The Great Resignation: A pandemic that has changed our relationship with work

The Great Resignation: A pandemic that has changed our relationship with work

The pandemic has sparked a radical workplace transformation over the past 2 years. Working remotely is now a viable and sometimes compulsory alternative to the office 9-to-5. Thousands of workers have reevaluated their life priorities and how their careers fit into the picture, prompting the great resignation. It’s no surprise after surviving multiple lockdowns where people had to work whilst supporting families through crisis, battling loneliness and struggling to hold onto jobs. Meanwhile, volatile markets have kept employees and employers on their toes, prompting both talent shortages and mass layoffs.

Combined, these have left unprecedented numbers of jobs lying vacant in the UK and employers struggling to replace job leavers and hire for new positions. Whilst we’re still in the midst of the pandemic, we’re starting to see its true effects on the workplace more clearly. A major impact is that burnout, poor mental wellbeing and neglected physical health are rife, causing many to question the role of work within their lives.

Employers across the world are struggling with this issue, as overworked employees quit in droves in search of more balance. These employees are hard – sometimes impossible – to replace.

What does this mean for those employees left behind? As the BBC noted, when a worker leaves their colleagues often step in and take on work. Some employers, seeing no tangible loss, may conclude that additional help isn’t necessary. Others may simply not be able to replace leavers quickly enough.

For the colleagues remaining, this leaves a difficult and often unmanageable workload; and we’re seeing just how much stress and exhaustion it’s causing for those still in work. The term burnout was originally coined in relation to healthcare where it’s currently reaching new levels. But the issue spans far beyond the NHS to many sectors.

Employers cannot afford to lose further talent. And, more importantly, it is unethical and poor business to simply allow people to pick up others’ work to the point of exhaustion. The responsibility for managing burnout and its causes can’t sit with the individual. Burnout is a workplace phenomenon and the strategies to curb it need to sit at the organisational level: we need to shift the conversation from wellbeing as nice-to-have, to being core to business resilience.


While burnout prevention isn’t a simple process, there are some things to consider:

Experimenting

The pandemic has fundamentally changed people’s relationship with work; people are no longer seeing it as the top source of purpose for a good life. Flexible working options, measuring productivity in terms of outcomes rather than hours put in, finding new ways for teams to collaborate are just some of the options organisations can test to see what helps strike a better work-life balance. There’s no one-size-fits all approach though, organisations must test and learn to see what works for them, starting small before scaling what works across the business.

Subtracting

Your wellbeing strategy could be even more valuable if it focuses on subtraction rather than addition.
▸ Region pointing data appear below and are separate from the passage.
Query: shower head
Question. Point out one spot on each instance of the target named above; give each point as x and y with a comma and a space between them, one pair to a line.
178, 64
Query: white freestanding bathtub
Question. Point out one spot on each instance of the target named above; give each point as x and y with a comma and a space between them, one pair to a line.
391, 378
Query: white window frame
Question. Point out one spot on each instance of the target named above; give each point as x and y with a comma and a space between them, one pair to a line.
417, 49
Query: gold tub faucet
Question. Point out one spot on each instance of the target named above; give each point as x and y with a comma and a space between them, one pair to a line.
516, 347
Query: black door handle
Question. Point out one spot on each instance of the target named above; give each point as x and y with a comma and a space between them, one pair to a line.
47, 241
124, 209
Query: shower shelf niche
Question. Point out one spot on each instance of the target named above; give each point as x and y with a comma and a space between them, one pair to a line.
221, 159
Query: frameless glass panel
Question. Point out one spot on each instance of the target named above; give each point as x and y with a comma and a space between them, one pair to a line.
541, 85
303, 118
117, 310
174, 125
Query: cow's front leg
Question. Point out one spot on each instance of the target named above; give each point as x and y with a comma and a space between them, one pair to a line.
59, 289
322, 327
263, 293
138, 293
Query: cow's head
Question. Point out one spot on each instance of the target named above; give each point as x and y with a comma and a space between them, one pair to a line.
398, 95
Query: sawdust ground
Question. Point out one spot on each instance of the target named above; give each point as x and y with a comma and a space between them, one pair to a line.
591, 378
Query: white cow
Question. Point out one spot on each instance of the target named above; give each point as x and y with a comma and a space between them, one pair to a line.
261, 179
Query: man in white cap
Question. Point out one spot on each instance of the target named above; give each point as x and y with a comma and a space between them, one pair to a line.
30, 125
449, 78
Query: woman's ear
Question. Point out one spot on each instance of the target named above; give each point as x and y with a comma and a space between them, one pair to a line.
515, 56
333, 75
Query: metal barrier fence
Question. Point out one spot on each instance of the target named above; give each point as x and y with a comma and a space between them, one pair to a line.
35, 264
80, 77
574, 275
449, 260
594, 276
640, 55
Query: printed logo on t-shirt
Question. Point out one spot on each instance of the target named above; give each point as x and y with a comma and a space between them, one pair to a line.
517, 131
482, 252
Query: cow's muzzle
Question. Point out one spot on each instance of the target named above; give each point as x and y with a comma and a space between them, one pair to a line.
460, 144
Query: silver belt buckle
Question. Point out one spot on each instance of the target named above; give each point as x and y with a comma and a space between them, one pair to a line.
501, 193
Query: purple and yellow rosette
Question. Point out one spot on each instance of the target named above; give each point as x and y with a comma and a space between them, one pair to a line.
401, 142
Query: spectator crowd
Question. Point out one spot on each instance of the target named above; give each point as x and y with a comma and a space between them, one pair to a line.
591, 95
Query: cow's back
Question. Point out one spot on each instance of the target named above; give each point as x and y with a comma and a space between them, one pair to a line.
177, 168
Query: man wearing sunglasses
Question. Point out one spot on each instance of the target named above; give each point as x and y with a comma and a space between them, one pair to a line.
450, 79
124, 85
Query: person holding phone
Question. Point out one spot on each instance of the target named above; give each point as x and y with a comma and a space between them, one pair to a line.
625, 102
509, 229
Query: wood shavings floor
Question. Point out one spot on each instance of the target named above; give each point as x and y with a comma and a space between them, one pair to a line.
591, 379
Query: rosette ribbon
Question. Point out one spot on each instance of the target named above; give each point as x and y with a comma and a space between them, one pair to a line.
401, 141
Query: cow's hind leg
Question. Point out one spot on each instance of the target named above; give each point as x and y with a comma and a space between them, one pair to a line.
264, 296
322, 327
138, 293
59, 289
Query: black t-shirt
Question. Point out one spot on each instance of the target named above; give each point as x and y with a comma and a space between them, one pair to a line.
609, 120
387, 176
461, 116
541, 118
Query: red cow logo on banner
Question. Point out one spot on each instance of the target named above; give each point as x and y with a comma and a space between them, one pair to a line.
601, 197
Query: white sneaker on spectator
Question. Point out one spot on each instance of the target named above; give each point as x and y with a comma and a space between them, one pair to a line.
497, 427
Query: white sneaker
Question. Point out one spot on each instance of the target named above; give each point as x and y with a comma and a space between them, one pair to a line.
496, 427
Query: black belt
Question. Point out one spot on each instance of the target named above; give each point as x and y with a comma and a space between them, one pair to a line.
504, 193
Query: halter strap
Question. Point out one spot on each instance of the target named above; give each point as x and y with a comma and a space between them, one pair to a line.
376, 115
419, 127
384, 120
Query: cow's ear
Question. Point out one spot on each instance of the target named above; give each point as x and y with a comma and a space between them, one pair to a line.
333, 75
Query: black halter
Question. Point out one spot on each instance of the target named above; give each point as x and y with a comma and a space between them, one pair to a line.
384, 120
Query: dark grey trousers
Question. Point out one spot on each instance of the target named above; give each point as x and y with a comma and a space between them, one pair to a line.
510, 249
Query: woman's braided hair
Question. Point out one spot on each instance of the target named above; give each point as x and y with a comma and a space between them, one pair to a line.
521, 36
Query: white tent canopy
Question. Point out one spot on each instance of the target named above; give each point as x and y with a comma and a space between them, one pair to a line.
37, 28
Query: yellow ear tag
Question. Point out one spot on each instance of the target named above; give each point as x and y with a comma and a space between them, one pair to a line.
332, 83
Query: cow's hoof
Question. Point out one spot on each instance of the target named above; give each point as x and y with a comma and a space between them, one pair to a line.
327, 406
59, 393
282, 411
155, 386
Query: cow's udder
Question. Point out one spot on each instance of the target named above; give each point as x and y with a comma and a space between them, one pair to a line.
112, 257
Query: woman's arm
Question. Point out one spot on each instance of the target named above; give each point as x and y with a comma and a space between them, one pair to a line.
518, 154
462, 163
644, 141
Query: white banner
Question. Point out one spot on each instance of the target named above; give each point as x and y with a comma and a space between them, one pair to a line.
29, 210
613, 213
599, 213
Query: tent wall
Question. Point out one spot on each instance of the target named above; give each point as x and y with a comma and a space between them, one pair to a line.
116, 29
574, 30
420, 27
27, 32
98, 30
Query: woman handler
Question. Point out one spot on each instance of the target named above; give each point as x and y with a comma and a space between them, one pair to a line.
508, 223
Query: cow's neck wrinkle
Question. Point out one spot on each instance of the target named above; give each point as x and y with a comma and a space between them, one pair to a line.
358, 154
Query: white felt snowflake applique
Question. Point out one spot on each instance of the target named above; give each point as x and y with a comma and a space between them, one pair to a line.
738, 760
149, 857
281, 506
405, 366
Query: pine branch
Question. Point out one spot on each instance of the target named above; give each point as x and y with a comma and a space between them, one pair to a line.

In fact, the more precious time is to people, the more return you’ll get from unlocking it.

  • We need to do less, not more.
  • We need to take away, not add.
  • We need to help people reset and reprioritise.

Free yoga classes, access to meditation apps and additional leave have all been applauded recently, but while these are offered in good faith, they require staff to switch off and “fix” themselves in their own time. What’s really needed and what really works are initiatives that rethink the workplace.

Listening

Teams must have space to be vulnerable and honest about the pressures they face, and as an employer it’s critical, in this new world of remote working, to have systems in place to both (truly!)  listen to and stay emotionally connected to staff.

Businesses need radical approaches to how they can create the new future of work, and they need these to be implemented through action-plans where it’s possible to measure effectiveness. Until then, responding to immediate concerns and showing that the business cares about how employees feel may well do some damage control as workloads spiral and employees watch their peers leave for new pastures.

Burnout is preventable, as long as organisations take responsibility for what happens in their workplaces and work hard on changing it for the better. The future of work needs a new breed of organisations that can create and implement a blueprint for change and inspire others to build healthier, happier, more productive workforces.